富士通・時田隆仁社長が語る、“営業利益率10%必達を宣言できる理由”

“微動だにしていない”

――就任会見では、「長年に渡って、お客さまに寄り添ったビジネスを行う反面、アイデアを出しながら、次のテクノロジーでお客さまの新たな価値を届けることが不得意になっている」と富士通の課題を指摘しました。この半年間で変化は出ていますか。

 まったくもって、微動だにしていません。

――微動だに、ですか(笑)

 むしろ、これは一生をかけて取り組まなくてはならない課題だとすら思っています。私は、お客さまに寄り添ったビジネスを否定しているわけではありません。これは重要なことであり、富士通がビジネスを行う上で前提となるものです。ただ、私のSE時代の現場での体験を含めて、「寄り添いすぎた」という反省があります。寄り添うというバランス感覚が必要なのですが、私自身も、このマインドを変えることが遅すぎたと思っています。

 富士通は、90年代後半に不採算プロジェクトが多く発生した際に、契約内容に見直して、SIビジネスの正常化を図りました。
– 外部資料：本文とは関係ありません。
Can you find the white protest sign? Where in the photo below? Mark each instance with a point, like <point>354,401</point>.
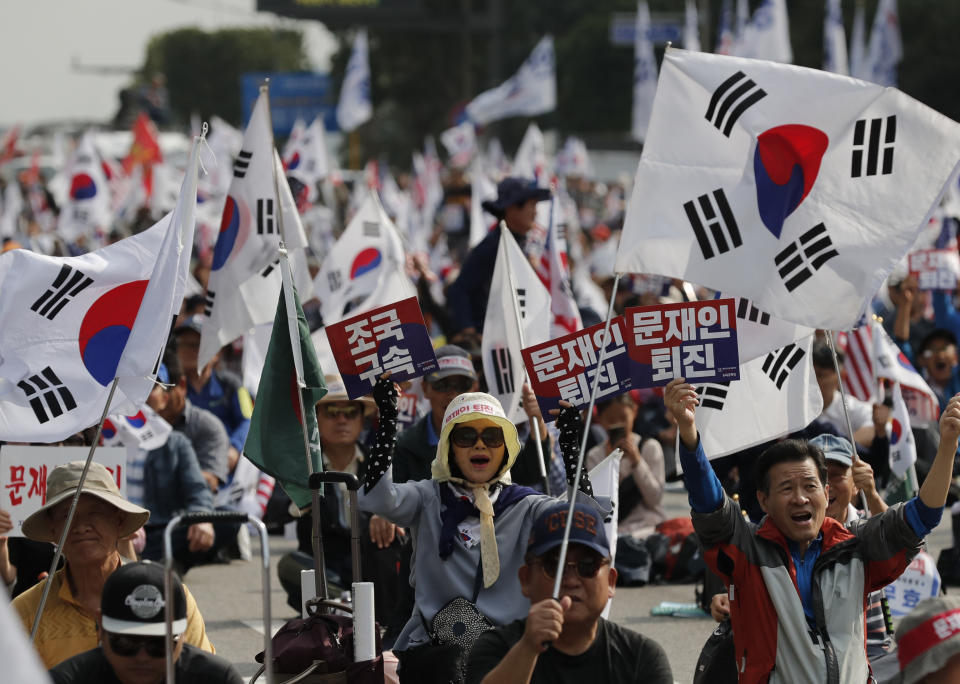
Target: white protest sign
<point>24,470</point>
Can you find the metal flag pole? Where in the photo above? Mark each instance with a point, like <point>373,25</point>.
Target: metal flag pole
<point>534,427</point>
<point>562,560</point>
<point>73,508</point>
<point>846,413</point>
<point>293,328</point>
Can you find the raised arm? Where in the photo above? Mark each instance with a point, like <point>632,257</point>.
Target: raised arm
<point>703,488</point>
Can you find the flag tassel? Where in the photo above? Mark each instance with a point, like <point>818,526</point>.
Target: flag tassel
<point>73,508</point>
<point>534,428</point>
<point>562,560</point>
<point>846,414</point>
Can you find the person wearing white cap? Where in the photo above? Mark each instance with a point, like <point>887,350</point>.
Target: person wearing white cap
<point>132,637</point>
<point>469,522</point>
<point>103,517</point>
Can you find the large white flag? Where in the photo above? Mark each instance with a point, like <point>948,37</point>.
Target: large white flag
<point>644,74</point>
<point>366,263</point>
<point>530,91</point>
<point>70,326</point>
<point>776,394</point>
<point>834,40</point>
<point>886,49</point>
<point>691,27</point>
<point>516,295</point>
<point>531,158</point>
<point>796,188</point>
<point>87,206</point>
<point>759,333</point>
<point>355,106</point>
<point>482,189</point>
<point>461,143</point>
<point>307,161</point>
<point>903,449</point>
<point>555,275</point>
<point>767,34</point>
<point>244,284</point>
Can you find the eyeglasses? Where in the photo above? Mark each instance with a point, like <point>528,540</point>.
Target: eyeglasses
<point>454,383</point>
<point>350,411</point>
<point>128,646</point>
<point>466,437</point>
<point>586,568</point>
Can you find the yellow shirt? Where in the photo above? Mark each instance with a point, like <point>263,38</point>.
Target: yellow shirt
<point>67,628</point>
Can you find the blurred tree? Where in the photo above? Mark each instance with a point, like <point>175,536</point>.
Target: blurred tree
<point>203,68</point>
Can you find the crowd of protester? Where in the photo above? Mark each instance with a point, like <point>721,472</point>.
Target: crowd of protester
<point>454,506</point>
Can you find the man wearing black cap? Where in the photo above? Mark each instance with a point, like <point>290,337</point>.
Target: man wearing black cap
<point>516,205</point>
<point>132,650</point>
<point>567,641</point>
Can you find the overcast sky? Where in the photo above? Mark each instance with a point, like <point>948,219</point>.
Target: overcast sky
<point>40,39</point>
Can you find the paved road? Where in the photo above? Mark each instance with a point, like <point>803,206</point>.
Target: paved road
<point>230,600</point>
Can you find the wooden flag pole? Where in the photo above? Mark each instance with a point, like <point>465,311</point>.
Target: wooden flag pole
<point>73,509</point>
<point>293,326</point>
<point>562,560</point>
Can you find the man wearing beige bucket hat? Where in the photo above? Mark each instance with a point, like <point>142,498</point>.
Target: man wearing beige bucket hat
<point>102,518</point>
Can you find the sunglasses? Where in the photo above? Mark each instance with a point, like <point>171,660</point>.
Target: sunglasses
<point>466,437</point>
<point>334,411</point>
<point>127,646</point>
<point>455,383</point>
<point>586,568</point>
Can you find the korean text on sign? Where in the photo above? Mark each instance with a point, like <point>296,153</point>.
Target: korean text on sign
<point>389,338</point>
<point>24,471</point>
<point>935,269</point>
<point>564,368</point>
<point>693,340</point>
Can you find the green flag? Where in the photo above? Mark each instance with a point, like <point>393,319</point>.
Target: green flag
<point>275,440</point>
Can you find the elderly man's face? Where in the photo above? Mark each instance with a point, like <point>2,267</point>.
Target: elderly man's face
<point>589,595</point>
<point>94,532</point>
<point>140,666</point>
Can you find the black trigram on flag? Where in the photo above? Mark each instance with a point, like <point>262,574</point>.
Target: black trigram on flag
<point>265,273</point>
<point>731,99</point>
<point>208,302</point>
<point>265,216</point>
<point>778,364</point>
<point>712,213</point>
<point>802,257</point>
<point>748,312</point>
<point>713,395</point>
<point>68,284</point>
<point>503,370</point>
<point>241,163</point>
<point>877,153</point>
<point>47,394</point>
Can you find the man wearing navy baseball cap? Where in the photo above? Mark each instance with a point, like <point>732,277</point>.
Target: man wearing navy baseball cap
<point>132,629</point>
<point>567,640</point>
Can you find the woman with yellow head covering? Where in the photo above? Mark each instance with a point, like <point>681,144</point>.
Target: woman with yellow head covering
<point>470,525</point>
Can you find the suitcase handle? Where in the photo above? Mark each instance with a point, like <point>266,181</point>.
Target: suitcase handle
<point>317,480</point>
<point>212,516</point>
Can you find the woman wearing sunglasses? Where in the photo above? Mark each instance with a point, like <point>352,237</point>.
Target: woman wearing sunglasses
<point>470,524</point>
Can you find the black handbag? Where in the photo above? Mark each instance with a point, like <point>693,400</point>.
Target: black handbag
<point>453,631</point>
<point>718,659</point>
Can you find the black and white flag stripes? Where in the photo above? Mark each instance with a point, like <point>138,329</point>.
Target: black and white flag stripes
<point>796,188</point>
<point>775,395</point>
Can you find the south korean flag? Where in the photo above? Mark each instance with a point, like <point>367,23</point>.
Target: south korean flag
<point>776,394</point>
<point>795,188</point>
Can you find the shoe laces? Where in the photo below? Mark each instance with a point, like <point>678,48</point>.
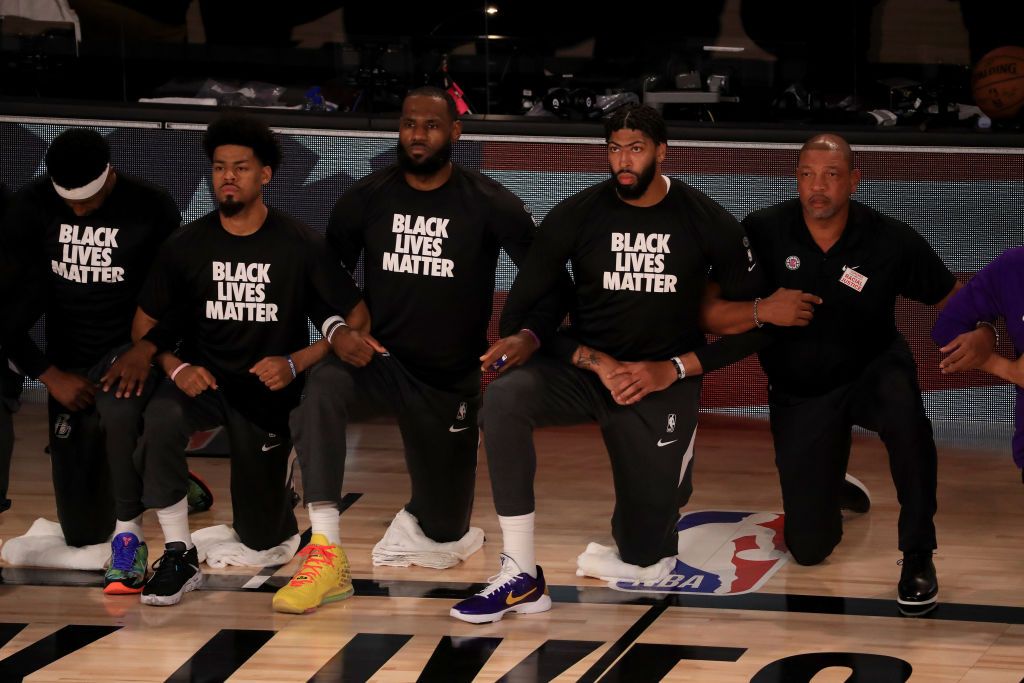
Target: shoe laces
<point>124,555</point>
<point>317,557</point>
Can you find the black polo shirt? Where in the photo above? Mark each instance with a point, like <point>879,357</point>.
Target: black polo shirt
<point>877,259</point>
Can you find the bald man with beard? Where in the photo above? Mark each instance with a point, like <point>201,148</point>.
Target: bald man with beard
<point>850,366</point>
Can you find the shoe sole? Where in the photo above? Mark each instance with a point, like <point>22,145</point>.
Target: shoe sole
<point>857,483</point>
<point>118,588</point>
<point>206,492</point>
<point>168,600</point>
<point>916,607</point>
<point>542,604</point>
<point>289,609</point>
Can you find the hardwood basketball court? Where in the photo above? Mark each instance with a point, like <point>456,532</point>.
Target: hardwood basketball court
<point>58,626</point>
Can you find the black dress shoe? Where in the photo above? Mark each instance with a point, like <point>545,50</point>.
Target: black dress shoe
<point>919,588</point>
<point>853,496</point>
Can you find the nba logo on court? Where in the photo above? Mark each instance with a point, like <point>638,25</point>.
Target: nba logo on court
<point>721,553</point>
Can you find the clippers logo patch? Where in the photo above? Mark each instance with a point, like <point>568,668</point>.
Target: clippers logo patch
<point>853,280</point>
<point>721,553</point>
<point>61,426</point>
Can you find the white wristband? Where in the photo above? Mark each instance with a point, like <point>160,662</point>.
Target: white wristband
<point>177,370</point>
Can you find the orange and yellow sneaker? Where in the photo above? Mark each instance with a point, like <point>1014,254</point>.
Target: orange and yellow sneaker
<point>324,577</point>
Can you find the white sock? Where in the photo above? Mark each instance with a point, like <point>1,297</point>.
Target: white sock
<point>174,522</point>
<point>130,526</point>
<point>517,537</point>
<point>325,518</point>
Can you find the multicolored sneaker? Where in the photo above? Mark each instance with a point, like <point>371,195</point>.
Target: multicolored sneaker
<point>853,496</point>
<point>129,560</point>
<point>199,495</point>
<point>173,574</point>
<point>324,577</point>
<point>510,591</point>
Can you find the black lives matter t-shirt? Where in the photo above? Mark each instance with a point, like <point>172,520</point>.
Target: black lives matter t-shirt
<point>429,264</point>
<point>640,272</point>
<point>91,267</point>
<point>236,300</point>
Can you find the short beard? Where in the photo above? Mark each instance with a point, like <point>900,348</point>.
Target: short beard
<point>426,166</point>
<point>230,207</point>
<point>637,189</point>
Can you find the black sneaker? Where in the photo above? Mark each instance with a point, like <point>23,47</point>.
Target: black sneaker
<point>919,588</point>
<point>853,496</point>
<point>174,574</point>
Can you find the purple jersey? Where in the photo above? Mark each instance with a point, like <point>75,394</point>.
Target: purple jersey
<point>996,290</point>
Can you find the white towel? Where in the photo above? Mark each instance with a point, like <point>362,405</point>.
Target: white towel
<point>43,546</point>
<point>604,563</point>
<point>404,544</point>
<point>220,546</point>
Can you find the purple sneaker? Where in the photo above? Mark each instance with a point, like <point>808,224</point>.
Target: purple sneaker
<point>510,591</point>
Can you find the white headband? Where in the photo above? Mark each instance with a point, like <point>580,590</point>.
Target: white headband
<point>85,191</point>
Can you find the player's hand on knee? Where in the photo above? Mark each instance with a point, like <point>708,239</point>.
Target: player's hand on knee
<point>70,389</point>
<point>129,371</point>
<point>509,351</point>
<point>640,379</point>
<point>273,372</point>
<point>969,350</point>
<point>788,307</point>
<point>194,380</point>
<point>354,347</point>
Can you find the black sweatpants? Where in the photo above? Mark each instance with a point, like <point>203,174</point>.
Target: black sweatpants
<point>438,430</point>
<point>812,449</point>
<point>261,495</point>
<point>91,460</point>
<point>650,444</point>
<point>10,392</point>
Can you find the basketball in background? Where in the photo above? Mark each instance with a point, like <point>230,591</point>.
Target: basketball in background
<point>997,82</point>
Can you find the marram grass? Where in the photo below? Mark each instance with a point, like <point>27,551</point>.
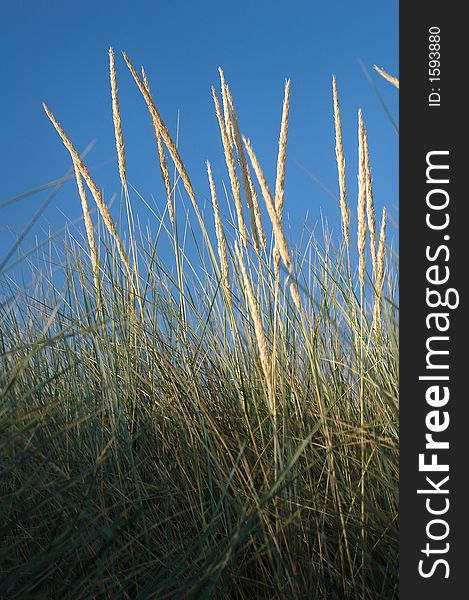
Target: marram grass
<point>237,436</point>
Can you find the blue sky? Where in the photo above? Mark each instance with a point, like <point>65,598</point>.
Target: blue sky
<point>58,52</point>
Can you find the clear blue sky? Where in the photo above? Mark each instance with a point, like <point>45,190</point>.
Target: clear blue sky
<point>58,52</point>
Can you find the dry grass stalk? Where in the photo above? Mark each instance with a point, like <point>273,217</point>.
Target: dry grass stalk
<point>390,78</point>
<point>279,235</point>
<point>160,126</point>
<point>282,152</point>
<point>230,163</point>
<point>340,157</point>
<point>270,204</point>
<point>103,208</point>
<point>162,158</point>
<point>222,253</point>
<point>361,208</point>
<point>88,226</point>
<point>116,117</point>
<point>370,204</point>
<point>258,328</point>
<point>281,163</point>
<point>257,227</point>
<point>379,275</point>
<point>225,102</point>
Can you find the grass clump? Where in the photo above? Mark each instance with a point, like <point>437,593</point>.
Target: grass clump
<point>217,427</point>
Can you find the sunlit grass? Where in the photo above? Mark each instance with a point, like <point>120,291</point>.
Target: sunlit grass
<point>189,428</point>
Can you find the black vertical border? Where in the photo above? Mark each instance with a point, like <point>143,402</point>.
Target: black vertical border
<point>423,129</point>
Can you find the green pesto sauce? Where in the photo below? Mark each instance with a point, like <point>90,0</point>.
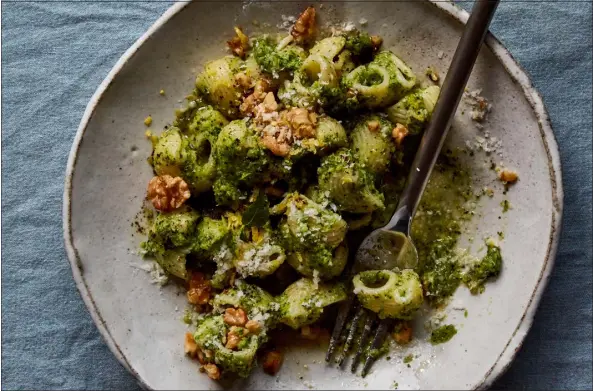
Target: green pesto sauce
<point>488,267</point>
<point>442,334</point>
<point>376,353</point>
<point>437,227</point>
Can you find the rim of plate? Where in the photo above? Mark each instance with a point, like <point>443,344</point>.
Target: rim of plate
<point>515,71</point>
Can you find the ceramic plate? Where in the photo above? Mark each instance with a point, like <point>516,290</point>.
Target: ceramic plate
<point>107,176</point>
それは当時としては最善の判断だったわけですが、その裏返しとして、お客さまから提案が欲しいと言われても、契約内容が「言うことを聞いて、その通りに作る」という内容になっているわけですから、新しい提案をしないことが増えてしまった。

 提案すれば、不採算につながる可能性が高まる。お客さまの言われた通りに動き、そう契約書に書いてあると言えば、SE自身も、自分の仕事の成果として守られるし、会社も守られる。それで事故が起こらなければ、それでいいという結果になります。

 しかし、いまは、社会やお客さまが新たな提案を求めています。富士通が持つ経験値や知見を結集して、正しい提案をする必要があります。ところが、いまの富士通には、まだサイロなマインドがあり、知恵を結集できるオープンな会社にはなっていない。イノベーションを起こすには一人ではできないのに、それを変えることができていない。まずは、そこを変えていく必要があります。

――時田社長のCDXOとしての取り組みの成果は、どんなところに出ていますか。

 CDXOとしては、まだ何もしていません(笑)。まずは、富士通自らがDX企業になるという意思を示したわけですが、具体的な施策を実行するフェーズは、2020年からとなります。その内容や施策については、まだ一部の社員と共有しているだけの段階ですが、これを2020年の早い段階には明確なプランとして発表したいと思っています。

 新たな取り組みは、ひとつずつ発表しても誤解が誤解を生んで、伝わるものも伝わらなくなることがあります。一度になるべく多くのものを発表して、一気に進めるということが大切です。ここでは人事制度の改革にも取り組み、それを含めた内容を発表します。この発表を受けて、それぞれの役員や幹部社員が富士通を変えていくという文脈のなかで、役割を持って、取り組んでいくことになります。